Fix horovod dataset partion for CombinedDataset with sampling_sizes

patrick-wilken · patrick-wilken · commit 0b73a90380b9 · 2021-10-13T06:41:31.000-04:00
diff --git a/returnn/datasets/basic.py b/returnn/datasets/basic.py
@@ -121,6 +121,7 @@ def __init__(self, name=None,
     self.random_seed_offset = random_seed_offset
     self.partition_epoch = partition_epoch or 1
     self.repeat_epoch = repeat_epoch or 1
+    self.disable_horovod_partition = False  # can be set by meta-dataset to handle multi-gpu partitioning on meta-level
     self.seq_tags_filter = set(self._load_seq_list_file(seq_list_filter_file)) if seq_list_filter_file else None
     self.unique_seq_tags = unique_seq_tags
     self._seq_order_seq_lens_file = seq_order_seq_lens_file
@@ -483,7 +484,8 @@ def get_seq_order_for_epoch(self, epoch, num_seqs, get_seq_len=None):
       seq_index = self._apply_partition_epoch(seq_index, partition_epoch, epoch)
     if repeat_epoch > 1:
       seq_index = seq_index * repeat_epoch
-    seq_index = self._apply_multi_gpu_partition(seq_index)
+    if not self.disable_horovod_partition:
+      seq_index = self._apply_multi_gpu_partition(seq_index)
     if self.seq_tags_filter is not None:
       # Note: This is as generic as possible, but requires that get_all_tags is implemented.
       assert seq_index
diff --git a/returnn/datasets/meta.py b/returnn/datasets/meta.py
@@ -913,6 +913,9 @@ def init_seq_order(self, epoch=None, seq_list=None, seq_order=None):
     # partition epoch of the individual sub-datasets is still supported. Later we will call init_seq_order again with a
     # sequence list to e.g. apply joint sorting or partition epoch of all sequences.
     for dataset in self.datasets.values():
+      if self.sampling_sizes:
+        # Partitioning does not make sense if we sample a fixed number of sequences anyway.

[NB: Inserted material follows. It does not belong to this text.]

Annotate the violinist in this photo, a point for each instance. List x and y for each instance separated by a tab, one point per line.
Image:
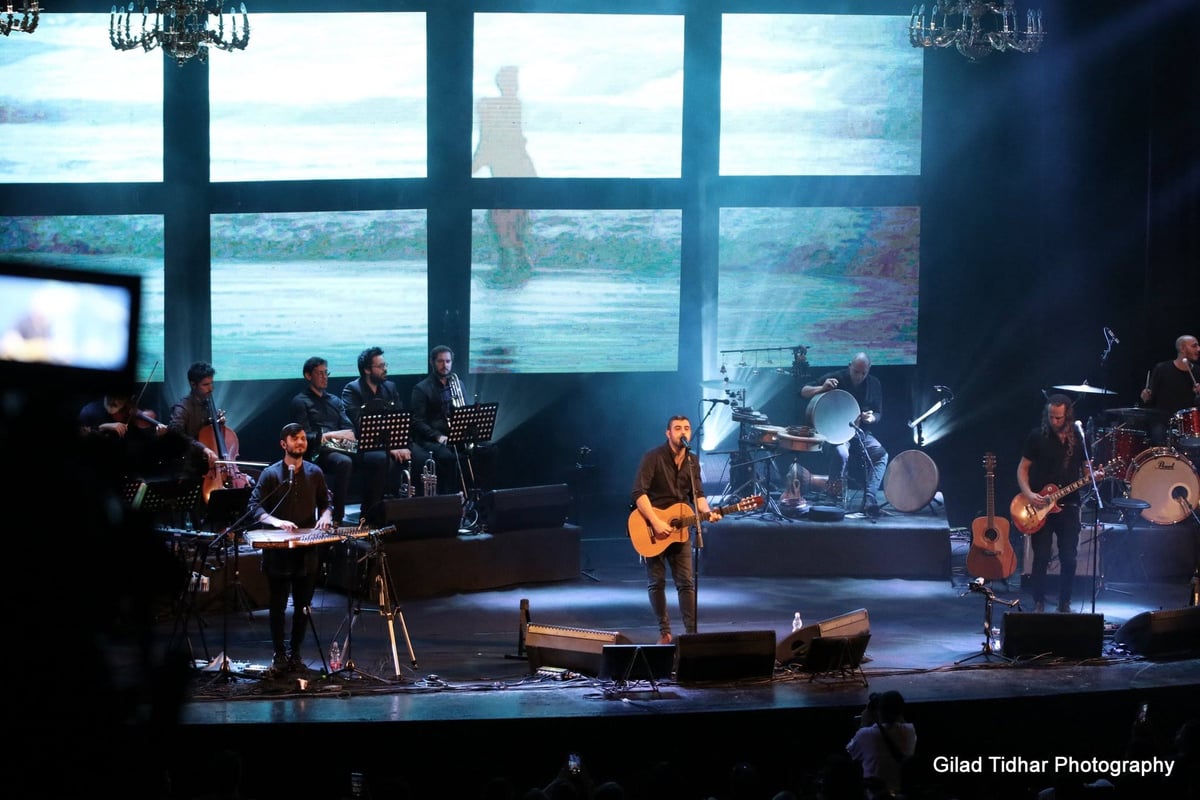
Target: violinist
115	415
190	415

+        dataset.disable_horovod_partition = True
       dataset.init_seq_order(epoch=epoch)
 
     # noinspection PyBroadException
@@ -1076,6 +1079,8 @@ def _get_sampling_seq_order(self):
     # We want to additionally sort the sequences in the current sample. For this, create a sequence order on a
     # range of length of the number of sequences in the sample. Note that we have to map the indices to make use
     # of self._get_seq_length here.
+    # This get_seq_order_for_epoch call now also handles horovod_dataset_distribution = 'partition', which we
+    # disabled on sub-dataset level via 'disable_horovod_partition' above.
     seq_order_remapping = self.get_seq_order_for_epoch(
       epoch=epoch, num_seqs=len(seq_order), get_seq_len=lambda i: self._get_seq_length(seq_order[i]))